Interacting with colleagues is among the biggest downsides to the work-from-home model. Broadspire addressed the issue with Virtual Walter Cooler Meetings. “The goal was, don’t talk about business; we are here to talk about you. We want to hear what you are doing , fun things you are doing,’” Fichter said. “It’s just getting away from work because we know you have to balance that work and life…the line becomes very blurry from work from home.”
Fichter also explained the company’s ‘Friday emails,’ which offer a chance just to touch base with employees on a friendly level. “I’m sure my team is tired of hearing about my two cats,” she joked. “I share recipes, different holiday things. It’s just engaging the team.”
One company, Ecolab Inc., developed 50 focus groups and hired a medical provider to speak directly with its staff members throughout the world. “The doctor on staff virtually worked with senior leadership to understand the science and COVID-19 in different parts of the world and help employees so they were better equipped to work in this environment,” said Dawn Soleta, Claims manager for Ecolab. “We also had our CEOs do videos on a regular basis – weekly or monthly – and send letters across the world.”

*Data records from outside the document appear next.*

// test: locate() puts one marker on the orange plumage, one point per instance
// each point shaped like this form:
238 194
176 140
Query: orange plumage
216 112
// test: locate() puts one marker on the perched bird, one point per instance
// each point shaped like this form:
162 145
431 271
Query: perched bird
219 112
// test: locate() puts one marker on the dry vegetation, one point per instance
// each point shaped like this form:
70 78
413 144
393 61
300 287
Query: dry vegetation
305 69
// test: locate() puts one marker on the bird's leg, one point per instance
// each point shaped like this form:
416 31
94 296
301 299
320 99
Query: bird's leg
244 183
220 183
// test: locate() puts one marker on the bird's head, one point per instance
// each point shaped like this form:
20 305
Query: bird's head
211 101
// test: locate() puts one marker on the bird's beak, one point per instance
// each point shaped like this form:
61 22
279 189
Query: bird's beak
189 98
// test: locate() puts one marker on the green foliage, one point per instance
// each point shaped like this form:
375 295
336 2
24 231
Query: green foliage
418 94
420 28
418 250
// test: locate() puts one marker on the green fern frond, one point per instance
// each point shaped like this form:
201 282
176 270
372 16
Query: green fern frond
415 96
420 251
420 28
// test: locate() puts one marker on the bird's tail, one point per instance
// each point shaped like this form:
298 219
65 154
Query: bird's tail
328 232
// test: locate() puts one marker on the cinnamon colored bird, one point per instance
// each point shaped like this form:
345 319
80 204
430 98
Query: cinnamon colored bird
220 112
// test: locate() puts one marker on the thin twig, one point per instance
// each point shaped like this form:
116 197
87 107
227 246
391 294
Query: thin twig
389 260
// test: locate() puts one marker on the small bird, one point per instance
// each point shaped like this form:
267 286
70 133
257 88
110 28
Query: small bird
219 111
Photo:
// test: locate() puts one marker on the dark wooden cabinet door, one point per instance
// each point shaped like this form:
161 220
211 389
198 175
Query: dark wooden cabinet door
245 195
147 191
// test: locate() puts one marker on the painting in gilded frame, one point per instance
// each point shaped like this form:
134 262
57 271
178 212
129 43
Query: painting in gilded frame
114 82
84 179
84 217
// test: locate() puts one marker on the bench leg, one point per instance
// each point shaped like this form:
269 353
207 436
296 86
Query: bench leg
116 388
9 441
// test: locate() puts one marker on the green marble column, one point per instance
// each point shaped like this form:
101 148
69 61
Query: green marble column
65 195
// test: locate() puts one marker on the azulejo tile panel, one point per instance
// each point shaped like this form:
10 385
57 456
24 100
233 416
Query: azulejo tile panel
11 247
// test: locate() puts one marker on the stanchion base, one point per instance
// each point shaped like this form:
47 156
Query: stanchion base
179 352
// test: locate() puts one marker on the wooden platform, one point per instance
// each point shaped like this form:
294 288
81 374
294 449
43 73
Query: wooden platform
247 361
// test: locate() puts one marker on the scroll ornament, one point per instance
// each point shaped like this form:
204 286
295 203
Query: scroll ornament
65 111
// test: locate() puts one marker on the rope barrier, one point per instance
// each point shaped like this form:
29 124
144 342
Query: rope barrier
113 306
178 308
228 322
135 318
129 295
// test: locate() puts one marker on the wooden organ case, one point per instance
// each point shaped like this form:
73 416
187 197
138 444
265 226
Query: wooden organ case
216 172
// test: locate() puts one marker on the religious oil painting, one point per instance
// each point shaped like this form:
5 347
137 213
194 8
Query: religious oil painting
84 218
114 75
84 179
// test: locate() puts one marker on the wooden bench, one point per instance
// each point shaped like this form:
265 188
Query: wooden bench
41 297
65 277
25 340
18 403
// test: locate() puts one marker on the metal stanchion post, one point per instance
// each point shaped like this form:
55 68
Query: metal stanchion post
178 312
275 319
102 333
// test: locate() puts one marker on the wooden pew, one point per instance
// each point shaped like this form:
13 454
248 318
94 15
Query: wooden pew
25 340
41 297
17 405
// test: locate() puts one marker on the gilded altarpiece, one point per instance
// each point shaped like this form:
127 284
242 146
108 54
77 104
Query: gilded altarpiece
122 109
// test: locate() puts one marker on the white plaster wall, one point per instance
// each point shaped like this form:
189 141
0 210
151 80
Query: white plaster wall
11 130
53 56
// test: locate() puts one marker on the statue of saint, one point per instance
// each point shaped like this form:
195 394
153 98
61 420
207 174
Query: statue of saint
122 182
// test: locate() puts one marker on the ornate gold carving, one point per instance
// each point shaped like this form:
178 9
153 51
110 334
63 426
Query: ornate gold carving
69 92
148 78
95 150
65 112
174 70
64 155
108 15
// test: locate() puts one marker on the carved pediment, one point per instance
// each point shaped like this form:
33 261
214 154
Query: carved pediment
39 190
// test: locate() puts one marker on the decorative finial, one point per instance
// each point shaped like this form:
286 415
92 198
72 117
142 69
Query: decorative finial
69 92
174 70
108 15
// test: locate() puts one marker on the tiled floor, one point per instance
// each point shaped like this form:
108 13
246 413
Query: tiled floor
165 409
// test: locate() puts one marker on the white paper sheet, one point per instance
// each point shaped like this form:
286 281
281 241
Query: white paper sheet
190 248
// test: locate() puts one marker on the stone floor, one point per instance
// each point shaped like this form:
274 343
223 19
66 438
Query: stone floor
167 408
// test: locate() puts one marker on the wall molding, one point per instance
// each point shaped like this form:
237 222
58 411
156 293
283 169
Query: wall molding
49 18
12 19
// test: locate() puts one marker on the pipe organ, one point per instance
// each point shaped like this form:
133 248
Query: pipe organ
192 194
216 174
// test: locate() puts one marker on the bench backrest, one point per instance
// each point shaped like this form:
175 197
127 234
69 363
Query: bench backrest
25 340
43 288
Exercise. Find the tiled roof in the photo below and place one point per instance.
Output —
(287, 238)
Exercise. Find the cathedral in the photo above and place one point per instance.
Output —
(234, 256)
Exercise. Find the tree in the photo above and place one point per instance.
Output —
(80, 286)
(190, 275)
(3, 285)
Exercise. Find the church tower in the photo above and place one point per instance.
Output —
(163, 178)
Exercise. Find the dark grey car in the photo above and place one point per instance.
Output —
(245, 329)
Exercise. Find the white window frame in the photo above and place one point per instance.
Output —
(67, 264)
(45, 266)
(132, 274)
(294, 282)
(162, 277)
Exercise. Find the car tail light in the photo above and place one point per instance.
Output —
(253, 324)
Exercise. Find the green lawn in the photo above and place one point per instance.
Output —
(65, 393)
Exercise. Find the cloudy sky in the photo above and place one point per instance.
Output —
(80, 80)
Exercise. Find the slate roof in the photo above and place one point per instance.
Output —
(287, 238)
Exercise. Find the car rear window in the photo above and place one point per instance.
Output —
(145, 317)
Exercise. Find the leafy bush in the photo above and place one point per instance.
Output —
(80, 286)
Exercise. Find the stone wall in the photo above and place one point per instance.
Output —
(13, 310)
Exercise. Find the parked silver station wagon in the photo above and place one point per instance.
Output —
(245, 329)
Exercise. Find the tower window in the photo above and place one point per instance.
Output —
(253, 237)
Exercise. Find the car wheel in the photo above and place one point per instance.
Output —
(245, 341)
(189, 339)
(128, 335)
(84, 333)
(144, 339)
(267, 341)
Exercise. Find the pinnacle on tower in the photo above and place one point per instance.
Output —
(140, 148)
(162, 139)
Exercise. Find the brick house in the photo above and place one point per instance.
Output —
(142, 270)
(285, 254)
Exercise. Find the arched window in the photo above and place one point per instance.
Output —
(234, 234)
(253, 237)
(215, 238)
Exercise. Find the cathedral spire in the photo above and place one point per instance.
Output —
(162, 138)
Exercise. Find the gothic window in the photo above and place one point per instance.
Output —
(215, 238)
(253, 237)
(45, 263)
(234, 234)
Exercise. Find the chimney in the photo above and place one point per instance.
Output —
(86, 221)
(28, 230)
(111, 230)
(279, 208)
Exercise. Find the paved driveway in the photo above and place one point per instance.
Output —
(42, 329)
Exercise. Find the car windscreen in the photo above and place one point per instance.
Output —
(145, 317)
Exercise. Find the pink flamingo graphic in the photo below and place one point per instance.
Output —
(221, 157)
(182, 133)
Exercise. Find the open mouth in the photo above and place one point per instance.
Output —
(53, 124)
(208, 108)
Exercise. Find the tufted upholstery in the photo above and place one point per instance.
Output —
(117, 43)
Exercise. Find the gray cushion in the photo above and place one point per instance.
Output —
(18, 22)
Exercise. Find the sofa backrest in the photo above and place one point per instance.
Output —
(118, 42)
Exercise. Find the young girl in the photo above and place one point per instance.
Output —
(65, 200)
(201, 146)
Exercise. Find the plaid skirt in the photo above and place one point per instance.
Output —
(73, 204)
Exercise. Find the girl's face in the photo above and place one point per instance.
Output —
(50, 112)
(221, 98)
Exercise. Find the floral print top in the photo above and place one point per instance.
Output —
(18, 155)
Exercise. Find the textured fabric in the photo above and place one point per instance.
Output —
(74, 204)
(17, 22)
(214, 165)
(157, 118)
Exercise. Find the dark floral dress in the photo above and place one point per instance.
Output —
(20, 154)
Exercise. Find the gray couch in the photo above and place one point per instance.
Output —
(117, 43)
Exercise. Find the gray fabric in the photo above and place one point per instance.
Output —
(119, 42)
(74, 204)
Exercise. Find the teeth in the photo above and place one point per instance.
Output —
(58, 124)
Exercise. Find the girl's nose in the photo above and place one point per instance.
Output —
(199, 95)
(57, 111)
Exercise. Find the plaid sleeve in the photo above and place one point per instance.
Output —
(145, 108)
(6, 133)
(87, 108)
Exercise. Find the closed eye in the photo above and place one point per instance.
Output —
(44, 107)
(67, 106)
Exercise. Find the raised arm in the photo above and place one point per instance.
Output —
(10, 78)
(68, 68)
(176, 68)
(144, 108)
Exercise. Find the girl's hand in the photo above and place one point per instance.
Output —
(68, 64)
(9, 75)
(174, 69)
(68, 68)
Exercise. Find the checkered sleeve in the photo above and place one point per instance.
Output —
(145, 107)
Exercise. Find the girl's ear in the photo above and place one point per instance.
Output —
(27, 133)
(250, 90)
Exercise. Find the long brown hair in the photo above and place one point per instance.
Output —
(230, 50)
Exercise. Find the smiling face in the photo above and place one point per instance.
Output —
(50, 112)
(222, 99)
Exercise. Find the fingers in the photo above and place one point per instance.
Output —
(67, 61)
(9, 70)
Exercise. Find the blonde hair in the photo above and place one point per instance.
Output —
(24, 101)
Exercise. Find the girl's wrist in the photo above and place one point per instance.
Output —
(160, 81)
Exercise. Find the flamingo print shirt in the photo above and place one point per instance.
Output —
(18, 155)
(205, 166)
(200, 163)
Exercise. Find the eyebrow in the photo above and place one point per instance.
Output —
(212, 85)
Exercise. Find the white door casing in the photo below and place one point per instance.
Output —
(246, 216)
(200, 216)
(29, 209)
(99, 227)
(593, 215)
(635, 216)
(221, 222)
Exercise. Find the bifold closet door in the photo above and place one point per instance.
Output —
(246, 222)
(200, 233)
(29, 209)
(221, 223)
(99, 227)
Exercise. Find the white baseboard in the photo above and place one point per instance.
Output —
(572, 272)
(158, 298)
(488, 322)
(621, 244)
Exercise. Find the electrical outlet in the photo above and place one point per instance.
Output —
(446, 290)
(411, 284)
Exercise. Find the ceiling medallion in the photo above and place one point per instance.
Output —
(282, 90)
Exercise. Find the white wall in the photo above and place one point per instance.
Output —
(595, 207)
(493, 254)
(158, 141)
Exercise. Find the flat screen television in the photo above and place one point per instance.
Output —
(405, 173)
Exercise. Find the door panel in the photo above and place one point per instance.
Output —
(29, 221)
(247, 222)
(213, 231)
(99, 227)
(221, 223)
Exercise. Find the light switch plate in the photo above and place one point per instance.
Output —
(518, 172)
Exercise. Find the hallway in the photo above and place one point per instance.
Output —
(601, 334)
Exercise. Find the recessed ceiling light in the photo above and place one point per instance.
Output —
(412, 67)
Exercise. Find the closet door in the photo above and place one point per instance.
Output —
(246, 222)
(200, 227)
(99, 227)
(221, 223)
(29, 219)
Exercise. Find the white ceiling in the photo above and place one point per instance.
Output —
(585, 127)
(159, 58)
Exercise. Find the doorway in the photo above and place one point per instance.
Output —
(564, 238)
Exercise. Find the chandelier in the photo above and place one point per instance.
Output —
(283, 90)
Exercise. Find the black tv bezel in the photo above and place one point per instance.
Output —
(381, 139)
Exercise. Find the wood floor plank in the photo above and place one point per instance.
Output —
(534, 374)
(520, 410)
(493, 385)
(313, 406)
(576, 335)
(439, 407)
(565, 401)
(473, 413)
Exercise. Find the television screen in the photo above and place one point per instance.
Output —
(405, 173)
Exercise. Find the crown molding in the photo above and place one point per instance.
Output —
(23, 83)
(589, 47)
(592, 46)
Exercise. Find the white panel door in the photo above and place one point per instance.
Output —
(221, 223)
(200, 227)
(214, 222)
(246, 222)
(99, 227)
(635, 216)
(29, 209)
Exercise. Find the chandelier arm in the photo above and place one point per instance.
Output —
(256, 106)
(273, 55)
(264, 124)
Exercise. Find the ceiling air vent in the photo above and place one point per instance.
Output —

The company also made what she called a financial commitment. Many of the organization’s employees are field workers in a variety of countries, and most have to wear respirators. “N-95s were in short supply,” Soleta said. “We did not allow our employees to wear a dirty mask, did not ask them to wear [the same] mask each day. If they could not go into the field, we had to protect them.”
A ‘Pay Protection Program’ ensured that the company’s commissioned-based employees would get income for a couple of months as they awaited adequate supplies.
“Our focus was on those in the field,” Soleta said. “We were successful in finding the needs they had.”